Once declared, inlines can be used anywhere as if they were variables provided for you by DTrace. We can also use inlines to substitute translator expressions, which allows us to connect together all of the ideas discussed so far. For example, DTrace provides a built-in curlwpsinfo variable to let you access all of the process model information for the current LWP. This variable is not a variable at all, but instead the following inline provided for you by /usr/lib/dtrace/procfs.d:

inline lwpsinfo_t \*curlwpsinfo = xlate <lwpsinfo_t \*> (curthread);

So using the inlines and translators provided for you by DTrace, you can rewrite the previous example like this, using only the stable interfaces defined in proc(4):

        printf("%s tid %d waiting for i/o, class=%s\\n",
            execname, tid, curlwpsinfo->pr_clname);

Together, inlines and translators let us provide stable representations of Solaris kernel interfaces in a form that resembles a Solaris administrative or user-programming concept that is already well-understood, while allowing us to continue to evolve the Solaris implementation underneath.

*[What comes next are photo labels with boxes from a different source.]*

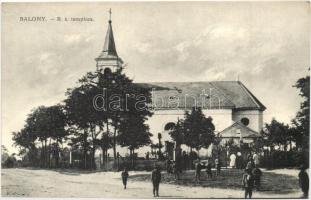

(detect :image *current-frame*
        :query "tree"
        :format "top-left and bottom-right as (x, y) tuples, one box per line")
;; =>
(64, 72), (107, 169)
(184, 108), (215, 151)
(264, 118), (291, 150)
(292, 76), (310, 160)
(118, 114), (152, 168)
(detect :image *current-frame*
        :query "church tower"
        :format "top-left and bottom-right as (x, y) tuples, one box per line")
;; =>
(95, 9), (123, 72)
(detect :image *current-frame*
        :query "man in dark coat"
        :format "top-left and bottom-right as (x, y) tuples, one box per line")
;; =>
(252, 165), (262, 191)
(121, 167), (129, 189)
(242, 168), (254, 199)
(151, 166), (161, 197)
(298, 165), (309, 198)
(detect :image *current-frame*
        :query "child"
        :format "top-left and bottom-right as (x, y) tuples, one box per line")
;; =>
(151, 166), (161, 197)
(206, 162), (213, 178)
(215, 158), (221, 176)
(195, 161), (202, 181)
(121, 167), (129, 189)
(252, 165), (262, 191)
(242, 168), (254, 199)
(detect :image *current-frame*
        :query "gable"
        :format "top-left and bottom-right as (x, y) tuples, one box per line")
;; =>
(136, 81), (266, 110)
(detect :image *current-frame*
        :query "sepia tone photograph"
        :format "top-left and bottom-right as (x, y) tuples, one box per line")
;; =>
(1, 1), (310, 199)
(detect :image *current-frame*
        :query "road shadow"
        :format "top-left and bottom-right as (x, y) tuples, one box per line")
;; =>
(130, 169), (299, 194)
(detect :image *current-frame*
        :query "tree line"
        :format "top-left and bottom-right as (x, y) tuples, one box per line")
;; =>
(13, 68), (152, 168)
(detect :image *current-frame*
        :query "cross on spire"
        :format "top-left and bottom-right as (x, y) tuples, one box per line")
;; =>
(108, 8), (112, 23)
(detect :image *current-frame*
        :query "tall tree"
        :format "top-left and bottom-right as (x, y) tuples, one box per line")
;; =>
(184, 108), (215, 150)
(292, 76), (310, 160)
(264, 118), (291, 150)
(118, 113), (152, 168)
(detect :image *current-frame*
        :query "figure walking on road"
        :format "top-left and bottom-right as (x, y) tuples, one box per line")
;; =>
(151, 166), (161, 197)
(121, 167), (129, 189)
(242, 168), (254, 199)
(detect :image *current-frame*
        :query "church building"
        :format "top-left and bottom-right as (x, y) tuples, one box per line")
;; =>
(95, 13), (266, 156)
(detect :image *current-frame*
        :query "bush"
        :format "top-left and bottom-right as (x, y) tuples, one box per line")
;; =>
(260, 151), (307, 168)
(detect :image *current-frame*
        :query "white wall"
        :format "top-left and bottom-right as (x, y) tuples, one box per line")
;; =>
(232, 110), (263, 133)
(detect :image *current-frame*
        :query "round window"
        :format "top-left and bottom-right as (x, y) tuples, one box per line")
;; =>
(241, 117), (249, 126)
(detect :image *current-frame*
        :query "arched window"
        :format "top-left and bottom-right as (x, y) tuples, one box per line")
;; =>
(241, 117), (249, 126)
(164, 122), (175, 131)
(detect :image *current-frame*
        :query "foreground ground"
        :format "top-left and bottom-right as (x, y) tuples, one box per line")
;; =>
(1, 169), (301, 198)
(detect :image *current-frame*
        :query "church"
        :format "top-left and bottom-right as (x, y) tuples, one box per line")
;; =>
(95, 14), (266, 156)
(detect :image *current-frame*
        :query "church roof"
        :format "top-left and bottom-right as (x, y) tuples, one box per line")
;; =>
(218, 122), (261, 138)
(137, 81), (266, 111)
(96, 20), (119, 60)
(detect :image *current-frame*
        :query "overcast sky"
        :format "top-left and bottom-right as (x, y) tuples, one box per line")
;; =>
(2, 2), (310, 153)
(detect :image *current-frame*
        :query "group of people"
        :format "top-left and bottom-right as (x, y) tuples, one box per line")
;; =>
(195, 158), (221, 181)
(121, 166), (161, 197)
(121, 157), (309, 198)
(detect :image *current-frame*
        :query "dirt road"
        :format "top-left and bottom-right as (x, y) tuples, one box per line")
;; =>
(1, 169), (301, 198)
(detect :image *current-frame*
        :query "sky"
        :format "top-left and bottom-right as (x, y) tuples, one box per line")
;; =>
(1, 2), (310, 152)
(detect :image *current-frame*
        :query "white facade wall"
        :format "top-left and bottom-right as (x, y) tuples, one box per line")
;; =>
(232, 110), (263, 133)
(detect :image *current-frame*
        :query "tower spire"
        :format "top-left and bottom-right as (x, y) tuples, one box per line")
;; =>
(108, 8), (112, 23)
(95, 8), (123, 72)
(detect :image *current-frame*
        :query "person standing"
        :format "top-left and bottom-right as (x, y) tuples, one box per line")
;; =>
(215, 157), (221, 176)
(298, 165), (309, 198)
(195, 161), (202, 181)
(121, 167), (129, 189)
(230, 153), (236, 168)
(206, 161), (213, 178)
(151, 166), (161, 197)
(242, 168), (254, 199)
(253, 153), (259, 166)
(252, 164), (262, 191)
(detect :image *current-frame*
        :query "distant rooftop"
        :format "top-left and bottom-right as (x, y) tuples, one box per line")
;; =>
(137, 81), (266, 111)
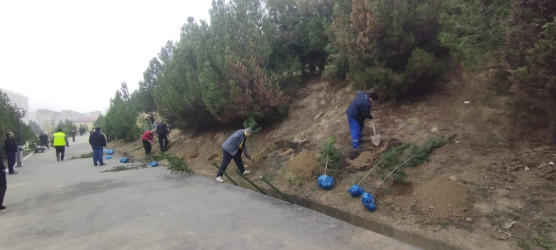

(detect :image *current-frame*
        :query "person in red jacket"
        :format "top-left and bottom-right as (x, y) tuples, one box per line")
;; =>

Observing File Descriptors

I recently added an extension to the inline facility in DTrace to permit inlines to define identifiers that act like D associative arrays, instead of scalar variables similar to the examples in the previous section. Everything from this point forward will be available in Build 16 of Nevada (aka the next Solaris release) which you will be able to download here at some point in the future. We'll likely backport this feature to a Solaris 10 Update later this year as well. To create an inline that acts like an associative array using the new DTrace feature, you can use a declaration like this:

inline int a[int x, int y] = x + y;

Given this definition, a reference to the expression a[1, 2] would be as if you typed 3 in your program. Using this new facility, I've added an fds[] array to DTrace that returns information about the file descriptors associated with the process corresponding to the current thread. The array's base type is the fileinfo_t structure already used by DTrace's I/O provider, with a new member for the open(2) flags. Here's an example of fds[] in action:

$ dtrace -q -s /dev/stdin
/ execname == "ksh" && fds[arg0].fi_oflags & O_APPEND /
        printf("ksh %d appending to %s\\n", pid, fds[arg0].fi_pathname);

If I run this command on my desktop and start typing commands in another shell, I see output like this:

ksh 127453 appending to /home/mws/.sh_history
ksh 127453 appending to /home/mws/.sh_history

That is, given a file descriptor specified as an argument to write(2), I can match writes by ksh where the file descriptor was opened O_APPEND and then print the pathname of the file to which the data is being appended.

All of the implementation for fds[] is provided by a translator and an inline (i.e. zero new kernel support required). The translator converts a kernel file structure to a DTrace fileinfo_t, and then the inline declaration to define fds[] looks like this:

inline fileinfo_t curfds[int fd] = xlate <fileinfo_t> (
    fd >= 0 && fd < curthread->t_procp->p_user.u_finfo.fi_nfiles ?
    curthread->t_procp->p_user.u_finfo.fi_list[fd].uf_file : NULL);

I'll discuss how inlines can affect how we programmatically compute the stability of your DTrace programs in a future blog.